Single‐nucleus transcriptomic analysis of Serpine2 cOE mice cochlea. A,B) UMAP plot (A) and Dotplot (B) show 11 distinct cell types in the control Serpine2 ^loxp/loxp mouse cochleae. C) The trajectory manifold of HCs from SCs of Serpine2 ^loxp/loxp mouse using the Monocle 2 R package. D,E) UMAP plot (D) and Dotplot (E) show 12 distinct cell types in the Lgr5 ^CreER/+ Serpine2 ^loxp/loxp mouse cochleae. F) The trajectory manifold of HCs from SCs of Lgr5 ^CreER/+ Serpine2 ^loxp/loxp mouse using the Monocle 2 R package. G) Serpine2 expression level in snRNA‐seq data of Serpine2 cOE mice cochlea and control mice cochlea. H–M) AUC pathway scoring of SHH (H), Wnt (I), cell cycle (J), Hippo (K), Notch (L), and TGF‐β (M) signaling pathway activity in Serpine2 ^loxp/loxp and Lgr5 ^CreER/+ Serpine2 ^loxp/loxp mouse cochleae. N–P) RT‐qPCR quantification of the expression of transcription factors (N), SHH signaling pathway genes (O), and Wnt signaling pathway genes (P) in the BM of P7 Serpine2 ^loxp/loxp and Lgr5 ^CreER/+ Serpine2 ^loxp/loxp mouse cochleae.
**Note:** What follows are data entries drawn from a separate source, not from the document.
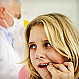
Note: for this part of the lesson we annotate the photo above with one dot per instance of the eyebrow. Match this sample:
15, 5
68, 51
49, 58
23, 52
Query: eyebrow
41, 41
IPhC, inner phalangeal cell; IBC, inner border cell; IHC, inner hair cell; OHC, outer hair cell; KO, Kölliker's organ cell; HeC, Hensen's cell; TBC, tympanic border cell; IdC, interdental cell; DC, Deiters’ cell; OSC, outer sulcus cell; RMC, Reissner's membrane cell; PC, pillar cell; SC, supporting cell; iOHC, immature outer hair cell; iIHC, immature inner hair cell. n = 4, *p < 0.05, **p < 0.01, ***p < 0.001, ****p < 0.0001, n.s., not significant.